What do you do when you take a bite of something, say meat, and it's all bones or fat, and you need to get it out of your mouth? Do you discreetly put your napkin to your mouth and hide it in there? This may sound ridiculous, but I've been in that situation, and I hope I'm being inconspicuous!
No, sorry: We all noticed the white flag you raised. In addition to being ineffective, the napkin disguise is condemned by etiquette as a "genteelism” — a ploy that draws unwarranted attention to its fastidiousness. Miss Manners assures you etiquette knows how to be straightforward when necessary.
The simple rule is that inedible food comes out the way it went in. Meat would have arrived by fork, and therefore it is deposited back on the fork for the return trip. But if you are eating something by hand, such as a grape that turns out to have a seed, you deposit the seed back into your cupped hand. Noiselessly. Etiquette is legitimately fastidious about that.
DEAR MISS MANNERS: My husband and I were acquaintances with our neighbors before we moved. We had dinner together a couple times a year and saw them on the street regularly. They attended our wedding.

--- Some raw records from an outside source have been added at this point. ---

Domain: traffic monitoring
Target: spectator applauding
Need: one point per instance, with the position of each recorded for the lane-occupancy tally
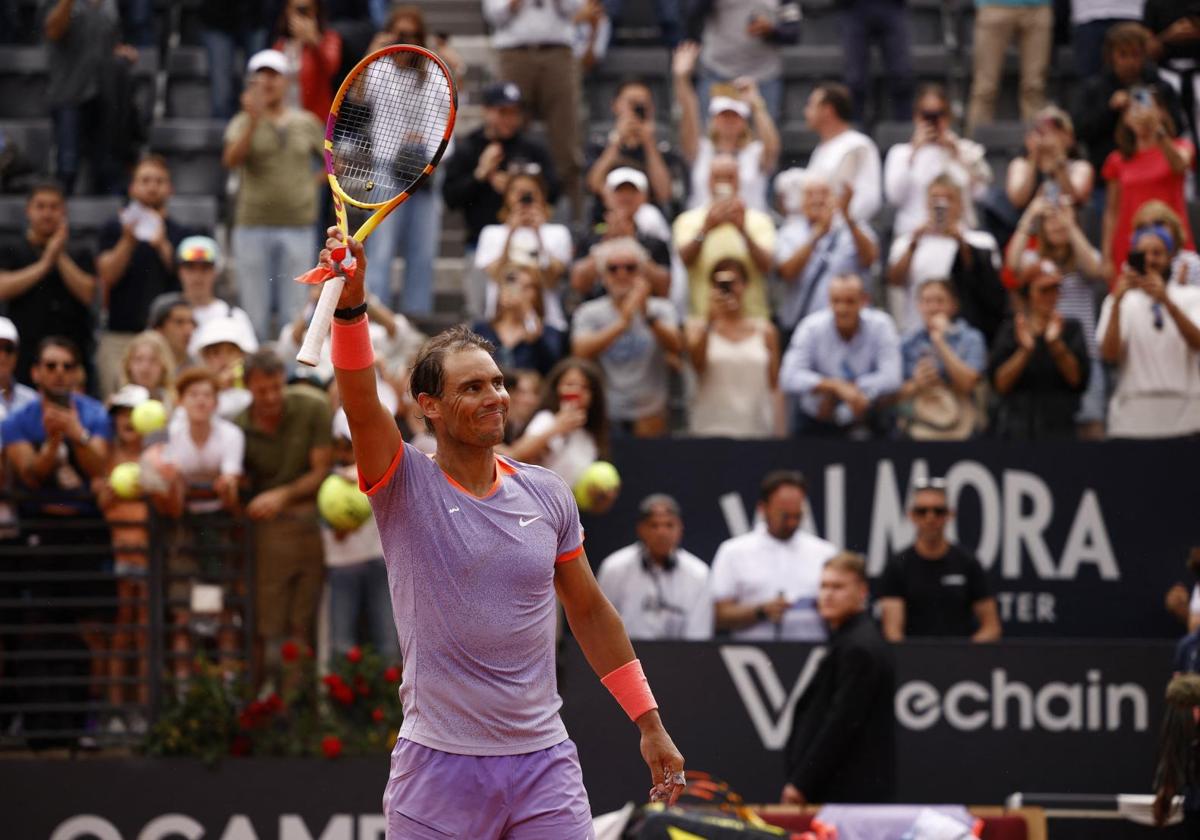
(521, 337)
(840, 361)
(659, 589)
(630, 334)
(287, 457)
(846, 157)
(765, 582)
(479, 169)
(136, 263)
(315, 53)
(731, 131)
(737, 364)
(945, 247)
(1151, 330)
(943, 363)
(276, 148)
(725, 228)
(820, 240)
(1039, 363)
(934, 149)
(933, 587)
(1149, 165)
(49, 289)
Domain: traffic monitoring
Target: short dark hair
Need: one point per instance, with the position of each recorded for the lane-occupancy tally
(838, 96)
(849, 562)
(61, 342)
(265, 361)
(780, 478)
(429, 367)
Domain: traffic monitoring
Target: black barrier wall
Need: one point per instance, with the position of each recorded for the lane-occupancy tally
(1078, 539)
(973, 723)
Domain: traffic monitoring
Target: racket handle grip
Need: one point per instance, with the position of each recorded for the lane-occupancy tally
(322, 321)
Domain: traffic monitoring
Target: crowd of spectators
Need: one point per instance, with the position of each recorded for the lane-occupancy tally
(673, 274)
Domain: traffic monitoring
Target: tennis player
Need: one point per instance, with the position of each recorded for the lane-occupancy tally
(477, 546)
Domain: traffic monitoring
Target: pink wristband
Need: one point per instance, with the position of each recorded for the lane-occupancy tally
(628, 685)
(351, 346)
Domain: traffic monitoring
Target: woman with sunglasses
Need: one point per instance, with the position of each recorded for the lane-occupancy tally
(522, 339)
(1038, 363)
(736, 359)
(934, 149)
(1150, 329)
(313, 52)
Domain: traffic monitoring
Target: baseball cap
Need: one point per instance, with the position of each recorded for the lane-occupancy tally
(721, 103)
(501, 94)
(222, 330)
(627, 175)
(269, 59)
(198, 250)
(9, 330)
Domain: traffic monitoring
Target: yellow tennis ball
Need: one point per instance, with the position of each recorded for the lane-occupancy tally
(600, 477)
(149, 417)
(342, 504)
(124, 480)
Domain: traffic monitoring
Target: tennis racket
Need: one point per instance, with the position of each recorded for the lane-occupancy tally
(387, 131)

They are our parents' age, and our original motivation to get together was just to be neighborly. They have an interesting relationship — filled with angst and anger that was expressed openly in front of us — so we made sure not to see them too often.
My sister and her husband now live in our old place, and the neighbor went out of her way to make rude comments to my sister while my sister was in the middle of a tennis game: "Are you pregnant? Thank God (you're not). Well, you should work out more,” etc. For whatever reason, these comments were meant to be hurtful, as it is the neighbor's personality to be so.
Since then, my husband and I have ignored the neighbors' attempted requests to get together. In our limited free time, I don't want to pretend to be friendly with someone so purposely hurtful.
But the neighbor has not gotten the message. I feel that for me to do the right thing, I may owe her an explanation or response.
My sister doesn't want me to say anything because she runs into the neighbors occasionally and is afraid it may make their life more difficult. (It is a condo community, and he is president of the board.) What is the polite way for me to handle this situation?
GENTLE READER: Your suggestion seems to be to solve a minor problem for yourself by creating a major problem for your sister. This could lead to your own major problem with your sister.
Why must you explain? The way to drop acquaintances is to keep being too busy to have time for them until they give up. It is annoying when that takes a long time, as it evidently does here, but not much of a burden compared to living near antagonized neighbors.
No good comes of telling people why you don't like them. Miss Manners notices you waited to propose leveling with them until you moved away. Please refrain from creating an unsafe environment for your sister.